Emile Zola ve Jean Paul Sartre ile özdeşleşen bir Fransa ile Bernard Henri Levy ile özdeşleşen Fransa arasında hakikaten bir fark mıdır? Zola ve Sartre Yahudi sorununa ilgi duymuştu. Hatta Sartre Siyonist İsrail’i desteklemişti. Fakat yine de Fransa’nın güçlü entelektüellerinin böyle bir değişimden hoşnut olmadıklarını düşünüyorum. Örneğin Fransa denilince akla gelen isimlerden biri Roger Garaudy’dir. Garaudy’nin Bernard Henri Levy gibilerin saldırısına uğradığı biliniyor. Peki, Garaudy Filistin meselesinde sadece Müslüman olduğu için mi Fransa’dan ayrışmıştı? Zannetmiyorum. Fransızların, Anglosaksonların açtığı yolda fırsatçılık yapmalarıyla Fransa’nın Bernard Henri Levy ile özdeşleşmesi arasında doğrudan bir ilişki vardı. Bunun sonucunda Türkiye’de de büyük felsefecilerin Fransız liderlerin yürüyüşüyle ilgili yorumları ilgi uyandırmamaya başladı. Belki onlar kendi dünyalarında bu yorumları sürdürüyordur fakat kamusal alanda Fransa’yı temsil etmek farklı alanlarda ünlenmiş kişilere kaldı.
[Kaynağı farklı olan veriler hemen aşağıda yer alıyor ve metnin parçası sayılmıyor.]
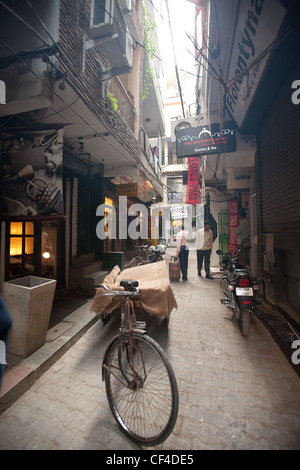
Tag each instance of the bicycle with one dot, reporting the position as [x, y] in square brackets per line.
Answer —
[139, 380]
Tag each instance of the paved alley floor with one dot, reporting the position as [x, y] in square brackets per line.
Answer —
[234, 392]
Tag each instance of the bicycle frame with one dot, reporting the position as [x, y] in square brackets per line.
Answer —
[126, 329]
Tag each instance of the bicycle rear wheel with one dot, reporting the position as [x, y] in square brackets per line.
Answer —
[146, 408]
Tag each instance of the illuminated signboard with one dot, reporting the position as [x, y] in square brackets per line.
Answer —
[206, 140]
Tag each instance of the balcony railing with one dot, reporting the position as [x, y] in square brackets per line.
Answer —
[124, 101]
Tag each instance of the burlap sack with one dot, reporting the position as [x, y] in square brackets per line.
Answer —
[156, 294]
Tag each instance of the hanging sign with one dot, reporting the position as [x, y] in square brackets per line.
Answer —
[31, 173]
[241, 178]
[257, 27]
[206, 140]
[192, 192]
[129, 189]
[179, 212]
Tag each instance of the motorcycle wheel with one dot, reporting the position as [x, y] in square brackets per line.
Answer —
[243, 317]
[244, 322]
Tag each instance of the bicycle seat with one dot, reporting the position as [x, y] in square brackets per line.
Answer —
[129, 284]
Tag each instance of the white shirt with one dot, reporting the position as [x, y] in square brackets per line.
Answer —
[182, 239]
[204, 239]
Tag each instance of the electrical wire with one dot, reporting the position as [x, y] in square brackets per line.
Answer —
[176, 67]
[140, 165]
[74, 72]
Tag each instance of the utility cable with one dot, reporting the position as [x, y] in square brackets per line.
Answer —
[176, 67]
[153, 178]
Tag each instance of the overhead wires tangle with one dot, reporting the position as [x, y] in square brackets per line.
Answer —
[176, 67]
[153, 178]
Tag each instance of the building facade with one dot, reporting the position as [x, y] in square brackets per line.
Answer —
[74, 135]
[251, 54]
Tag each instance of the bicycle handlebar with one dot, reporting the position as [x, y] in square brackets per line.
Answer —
[117, 292]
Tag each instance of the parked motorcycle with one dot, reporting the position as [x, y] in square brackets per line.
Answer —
[240, 288]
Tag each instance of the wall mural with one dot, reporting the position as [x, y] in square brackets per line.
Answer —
[31, 173]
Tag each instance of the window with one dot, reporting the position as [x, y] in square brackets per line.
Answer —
[32, 249]
[21, 249]
[102, 12]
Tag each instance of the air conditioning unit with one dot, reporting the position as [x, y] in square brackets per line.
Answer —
[103, 21]
[110, 33]
[125, 6]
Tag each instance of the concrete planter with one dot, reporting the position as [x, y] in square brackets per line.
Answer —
[29, 301]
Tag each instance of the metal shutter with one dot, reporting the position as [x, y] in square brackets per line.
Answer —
[280, 163]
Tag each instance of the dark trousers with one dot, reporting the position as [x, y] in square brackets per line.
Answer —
[203, 254]
[183, 259]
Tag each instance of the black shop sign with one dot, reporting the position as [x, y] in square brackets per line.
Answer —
[206, 140]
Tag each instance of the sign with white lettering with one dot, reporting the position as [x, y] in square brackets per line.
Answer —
[206, 140]
[257, 27]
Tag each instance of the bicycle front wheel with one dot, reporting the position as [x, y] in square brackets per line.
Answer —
[141, 389]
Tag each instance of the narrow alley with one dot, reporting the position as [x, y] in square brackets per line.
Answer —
[234, 392]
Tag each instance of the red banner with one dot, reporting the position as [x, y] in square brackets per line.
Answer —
[233, 223]
[192, 193]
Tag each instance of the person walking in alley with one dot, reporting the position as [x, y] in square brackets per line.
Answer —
[243, 233]
[204, 245]
[182, 251]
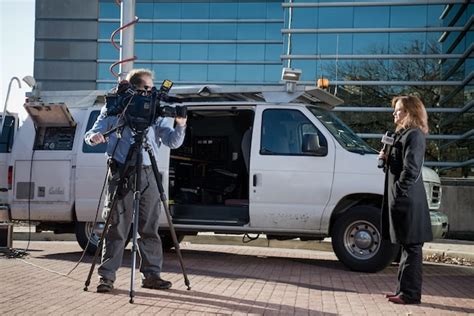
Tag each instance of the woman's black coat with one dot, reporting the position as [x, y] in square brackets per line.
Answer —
[405, 213]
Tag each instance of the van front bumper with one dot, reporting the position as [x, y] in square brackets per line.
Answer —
[439, 224]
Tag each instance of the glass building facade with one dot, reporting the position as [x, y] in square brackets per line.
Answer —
[369, 50]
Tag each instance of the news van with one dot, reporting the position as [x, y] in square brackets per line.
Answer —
[255, 160]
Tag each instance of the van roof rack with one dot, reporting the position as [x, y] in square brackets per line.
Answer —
[275, 94]
[208, 93]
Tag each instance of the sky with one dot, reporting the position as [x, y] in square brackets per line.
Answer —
[17, 23]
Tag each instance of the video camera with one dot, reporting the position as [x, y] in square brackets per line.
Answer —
[141, 108]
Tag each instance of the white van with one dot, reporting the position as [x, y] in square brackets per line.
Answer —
[253, 161]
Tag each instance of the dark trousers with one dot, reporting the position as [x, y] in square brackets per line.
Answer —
[410, 272]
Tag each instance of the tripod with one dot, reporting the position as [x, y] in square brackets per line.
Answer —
[140, 142]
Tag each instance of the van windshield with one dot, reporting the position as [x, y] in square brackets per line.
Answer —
[341, 132]
[6, 137]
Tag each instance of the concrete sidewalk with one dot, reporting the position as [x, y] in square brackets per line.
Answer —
[440, 250]
[225, 280]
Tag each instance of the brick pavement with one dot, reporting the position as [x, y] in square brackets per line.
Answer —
[225, 280]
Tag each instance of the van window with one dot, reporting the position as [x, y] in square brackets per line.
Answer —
[283, 131]
[6, 139]
[101, 148]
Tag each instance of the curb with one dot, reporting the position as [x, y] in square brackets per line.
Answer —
[434, 252]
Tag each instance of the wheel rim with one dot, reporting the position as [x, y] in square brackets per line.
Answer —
[362, 240]
[93, 232]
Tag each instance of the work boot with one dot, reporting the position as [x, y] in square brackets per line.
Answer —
[105, 285]
[155, 282]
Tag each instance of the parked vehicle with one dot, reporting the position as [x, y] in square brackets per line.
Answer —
[255, 160]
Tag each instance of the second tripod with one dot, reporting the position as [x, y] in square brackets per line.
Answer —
[140, 143]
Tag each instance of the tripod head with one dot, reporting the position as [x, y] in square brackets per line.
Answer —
[141, 108]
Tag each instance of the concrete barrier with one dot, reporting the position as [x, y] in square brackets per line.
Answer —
[457, 201]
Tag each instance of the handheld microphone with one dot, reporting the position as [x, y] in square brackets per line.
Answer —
[387, 142]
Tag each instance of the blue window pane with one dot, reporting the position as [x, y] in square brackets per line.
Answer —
[221, 73]
[304, 18]
[166, 71]
[222, 51]
[109, 10]
[251, 31]
[250, 73]
[193, 73]
[106, 29]
[304, 44]
[408, 43]
[103, 72]
[433, 14]
[272, 73]
[223, 31]
[107, 51]
[371, 16]
[335, 17]
[432, 44]
[195, 11]
[194, 51]
[251, 52]
[143, 51]
[105, 86]
[273, 31]
[273, 51]
[144, 10]
[274, 10]
[408, 16]
[371, 43]
[194, 31]
[166, 51]
[249, 10]
[143, 66]
[166, 31]
[460, 47]
[167, 10]
[223, 10]
[308, 68]
[143, 31]
[336, 43]
[326, 69]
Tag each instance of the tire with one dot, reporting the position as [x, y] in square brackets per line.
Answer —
[167, 241]
[84, 232]
[357, 241]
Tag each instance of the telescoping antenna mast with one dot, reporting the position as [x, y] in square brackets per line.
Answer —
[127, 39]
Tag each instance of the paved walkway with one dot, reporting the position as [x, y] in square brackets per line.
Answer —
[225, 280]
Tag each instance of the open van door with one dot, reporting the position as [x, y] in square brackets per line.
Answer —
[9, 125]
[42, 164]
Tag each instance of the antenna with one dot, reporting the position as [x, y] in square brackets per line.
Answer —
[337, 60]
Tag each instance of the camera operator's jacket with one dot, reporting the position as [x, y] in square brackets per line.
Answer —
[161, 132]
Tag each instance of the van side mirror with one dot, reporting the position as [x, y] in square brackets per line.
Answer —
[311, 145]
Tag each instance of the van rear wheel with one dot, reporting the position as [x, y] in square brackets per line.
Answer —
[86, 231]
[167, 240]
[357, 240]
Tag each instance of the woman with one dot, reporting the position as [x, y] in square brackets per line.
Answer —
[405, 213]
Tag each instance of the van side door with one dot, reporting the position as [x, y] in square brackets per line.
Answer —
[6, 143]
[289, 188]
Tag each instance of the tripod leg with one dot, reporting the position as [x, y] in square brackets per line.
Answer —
[136, 211]
[101, 240]
[164, 201]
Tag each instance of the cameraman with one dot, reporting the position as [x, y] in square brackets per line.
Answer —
[149, 243]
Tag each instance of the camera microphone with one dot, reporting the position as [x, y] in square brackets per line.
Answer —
[387, 142]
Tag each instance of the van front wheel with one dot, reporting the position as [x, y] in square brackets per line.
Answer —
[357, 241]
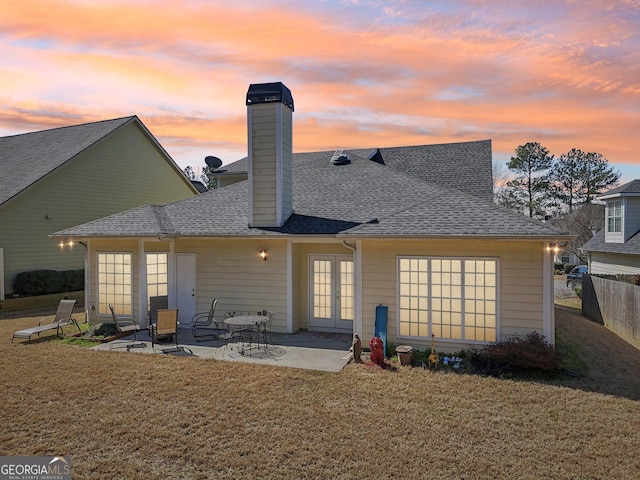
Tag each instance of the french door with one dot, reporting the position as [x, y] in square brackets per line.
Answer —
[331, 293]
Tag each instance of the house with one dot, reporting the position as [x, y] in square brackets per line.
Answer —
[615, 249]
[57, 178]
[464, 166]
[323, 238]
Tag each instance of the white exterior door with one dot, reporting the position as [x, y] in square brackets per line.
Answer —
[331, 301]
[186, 286]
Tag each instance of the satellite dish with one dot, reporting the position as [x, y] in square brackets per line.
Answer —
[213, 162]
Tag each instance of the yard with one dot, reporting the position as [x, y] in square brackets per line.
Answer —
[146, 416]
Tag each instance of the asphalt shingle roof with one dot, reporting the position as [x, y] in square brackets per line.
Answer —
[361, 198]
[464, 166]
[26, 158]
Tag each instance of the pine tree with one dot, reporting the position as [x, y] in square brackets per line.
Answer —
[531, 165]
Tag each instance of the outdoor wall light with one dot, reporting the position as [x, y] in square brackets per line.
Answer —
[67, 244]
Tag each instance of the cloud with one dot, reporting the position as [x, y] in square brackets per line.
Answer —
[363, 73]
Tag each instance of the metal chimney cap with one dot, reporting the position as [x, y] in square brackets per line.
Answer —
[269, 93]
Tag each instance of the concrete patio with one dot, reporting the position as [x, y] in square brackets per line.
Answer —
[308, 350]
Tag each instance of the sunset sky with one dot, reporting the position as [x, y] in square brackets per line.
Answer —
[363, 73]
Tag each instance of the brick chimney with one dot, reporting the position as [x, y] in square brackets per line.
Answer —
[270, 168]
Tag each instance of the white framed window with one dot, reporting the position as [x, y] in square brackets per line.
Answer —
[157, 275]
[115, 283]
[453, 298]
[614, 216]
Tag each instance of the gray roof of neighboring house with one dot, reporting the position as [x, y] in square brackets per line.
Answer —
[362, 198]
[597, 244]
[29, 157]
[464, 166]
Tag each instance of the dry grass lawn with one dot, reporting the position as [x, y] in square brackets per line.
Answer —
[131, 416]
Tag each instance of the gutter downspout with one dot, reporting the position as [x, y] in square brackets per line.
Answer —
[357, 274]
[87, 283]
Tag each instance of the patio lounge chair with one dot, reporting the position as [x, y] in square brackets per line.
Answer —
[63, 317]
[126, 325]
[205, 324]
[166, 325]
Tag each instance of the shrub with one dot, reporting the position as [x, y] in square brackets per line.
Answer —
[529, 353]
[72, 280]
[44, 282]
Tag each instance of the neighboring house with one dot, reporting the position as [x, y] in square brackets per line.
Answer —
[340, 233]
[57, 178]
[565, 256]
[615, 250]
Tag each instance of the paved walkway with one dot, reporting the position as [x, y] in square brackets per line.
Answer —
[308, 350]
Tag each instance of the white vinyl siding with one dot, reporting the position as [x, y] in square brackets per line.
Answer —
[270, 163]
[454, 299]
[103, 180]
[346, 290]
[115, 280]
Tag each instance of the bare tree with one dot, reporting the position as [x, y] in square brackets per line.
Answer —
[583, 222]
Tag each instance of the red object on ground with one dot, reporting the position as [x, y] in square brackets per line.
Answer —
[377, 353]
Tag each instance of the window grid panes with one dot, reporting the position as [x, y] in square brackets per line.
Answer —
[322, 296]
[157, 275]
[346, 290]
[114, 283]
[451, 298]
[614, 217]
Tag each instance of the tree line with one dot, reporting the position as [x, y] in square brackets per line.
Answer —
[545, 186]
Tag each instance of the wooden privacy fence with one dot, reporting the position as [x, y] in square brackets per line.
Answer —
[614, 304]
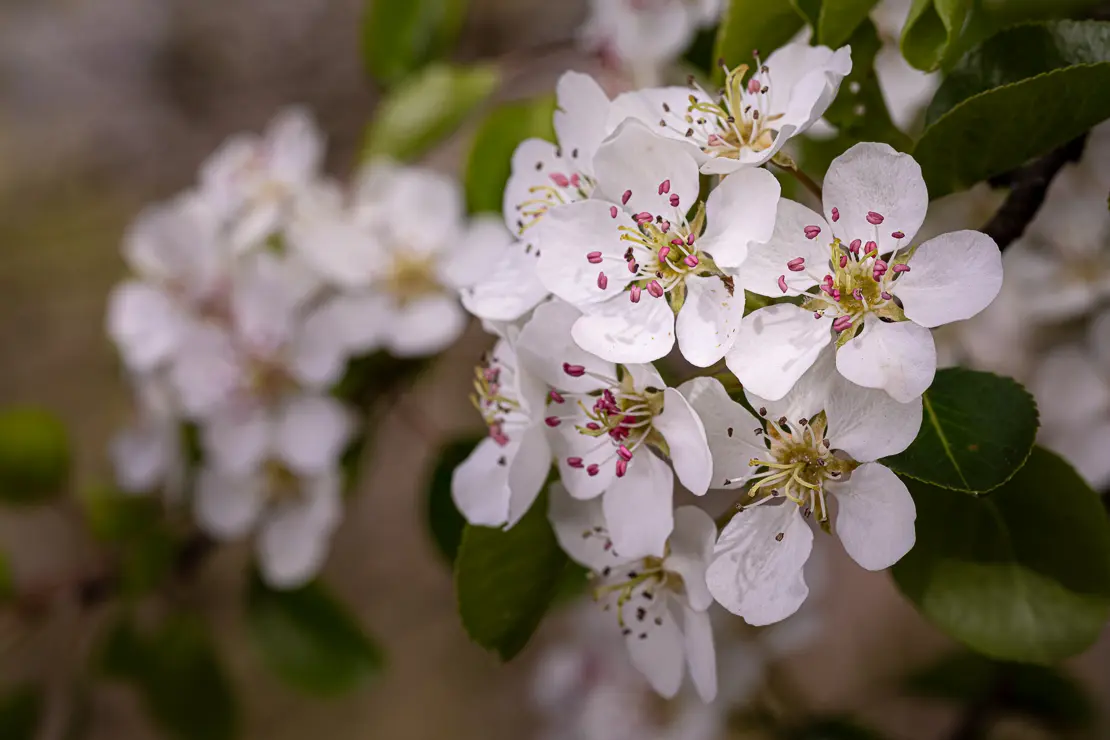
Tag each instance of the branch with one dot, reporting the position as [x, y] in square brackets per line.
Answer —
[1028, 185]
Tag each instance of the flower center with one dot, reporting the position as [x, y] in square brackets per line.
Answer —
[488, 397]
[412, 276]
[798, 465]
[619, 417]
[738, 118]
[561, 188]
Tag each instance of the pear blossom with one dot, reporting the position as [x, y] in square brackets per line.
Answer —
[816, 445]
[401, 252]
[643, 37]
[255, 182]
[497, 483]
[274, 469]
[638, 269]
[659, 601]
[605, 424]
[544, 176]
[748, 124]
[861, 282]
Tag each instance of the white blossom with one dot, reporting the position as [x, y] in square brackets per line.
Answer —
[659, 601]
[817, 444]
[497, 483]
[863, 282]
[638, 269]
[606, 423]
[750, 122]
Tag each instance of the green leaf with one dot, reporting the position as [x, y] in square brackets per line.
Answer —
[989, 117]
[1022, 574]
[839, 19]
[177, 672]
[20, 713]
[753, 24]
[977, 429]
[1040, 692]
[426, 108]
[931, 28]
[400, 37]
[444, 521]
[490, 161]
[309, 639]
[506, 579]
[34, 456]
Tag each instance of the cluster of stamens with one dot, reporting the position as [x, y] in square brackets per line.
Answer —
[737, 118]
[618, 416]
[798, 465]
[558, 189]
[859, 280]
[490, 401]
[662, 251]
[625, 585]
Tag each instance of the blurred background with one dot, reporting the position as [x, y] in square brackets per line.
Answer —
[109, 104]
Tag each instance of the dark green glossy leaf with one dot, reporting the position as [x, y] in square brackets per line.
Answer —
[309, 639]
[399, 37]
[839, 19]
[444, 521]
[1021, 574]
[20, 713]
[426, 108]
[753, 24]
[977, 429]
[506, 579]
[990, 115]
[931, 28]
[1041, 692]
[34, 456]
[490, 161]
[177, 672]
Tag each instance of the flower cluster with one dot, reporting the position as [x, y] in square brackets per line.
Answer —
[648, 225]
[249, 295]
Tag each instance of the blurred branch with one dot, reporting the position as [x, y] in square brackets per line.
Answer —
[1028, 186]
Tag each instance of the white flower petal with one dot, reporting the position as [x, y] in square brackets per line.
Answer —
[729, 431]
[635, 159]
[700, 655]
[868, 424]
[638, 507]
[567, 235]
[480, 484]
[292, 541]
[951, 277]
[312, 432]
[658, 656]
[625, 332]
[708, 321]
[581, 119]
[757, 575]
[226, 506]
[144, 324]
[424, 326]
[545, 345]
[739, 213]
[689, 452]
[576, 525]
[875, 516]
[236, 439]
[775, 346]
[899, 357]
[873, 178]
[766, 263]
[689, 554]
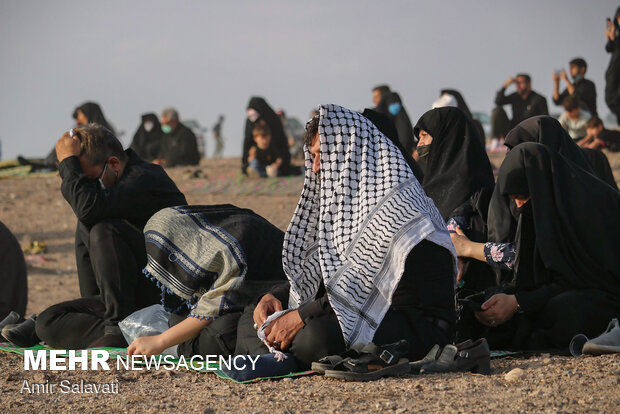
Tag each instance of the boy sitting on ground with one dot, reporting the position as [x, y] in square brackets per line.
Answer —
[263, 158]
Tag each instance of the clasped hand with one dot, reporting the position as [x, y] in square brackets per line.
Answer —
[280, 332]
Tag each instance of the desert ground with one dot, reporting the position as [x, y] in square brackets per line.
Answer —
[34, 210]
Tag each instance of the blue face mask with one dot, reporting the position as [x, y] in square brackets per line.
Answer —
[395, 108]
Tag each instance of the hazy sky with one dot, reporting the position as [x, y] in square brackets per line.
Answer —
[208, 57]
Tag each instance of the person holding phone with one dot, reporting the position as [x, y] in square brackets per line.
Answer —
[612, 75]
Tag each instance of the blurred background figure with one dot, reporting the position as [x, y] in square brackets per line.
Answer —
[524, 101]
[179, 145]
[582, 88]
[217, 136]
[574, 118]
[294, 131]
[147, 139]
[452, 97]
[612, 75]
[388, 102]
[259, 110]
Dışişleri Bakanımız Sayın Hakan Fidan’ın konuşmasında geçen diğer ifadeler de oldukça önemliydi. Sayın Fidan bu konuşmada “Amerika’nın arkasına saklanarak söz söyleyen ülkeleri dikkate almıyoruz” diyerek Fransa’ya fırsatçılığın sınırlarını göstermiş oldu. Bu ifade elbette kamu vicdanına yansıdığı gibi biraz tahfif edici bir anlama gelebilir. Nitekim Sayın Bakan konuşmanın devamında Fransa ABD’nin arkasına saklanmadan iş görmek istiyorsa bunu “görelim” dedi. Bu ifadeden Fransa’nın böyle bir adım atmaya gücünün yetmeyeceği sonucunu rahatlıkla çıkarabiliriz. Aynı ifadeden Türkiye’nin çok sert bir karşılık vereceği ve Fransa’nın bu cevaptan çok etkileneceği anlamı da çıkar. Fakat bu ifade asıl olarak Fransa’nın kendi başına hareket etme kabiliyetine sahip olmadığı anlamına gelir. Muhtemelen Garaudy bu düşüşü görmüştü.

Sayın Bakan’ın konuşmasının daha derin bir tahlili ise bizi Batı’nın

Batı, Avrupa’nın Avrupa olmadığı sonuca götürür.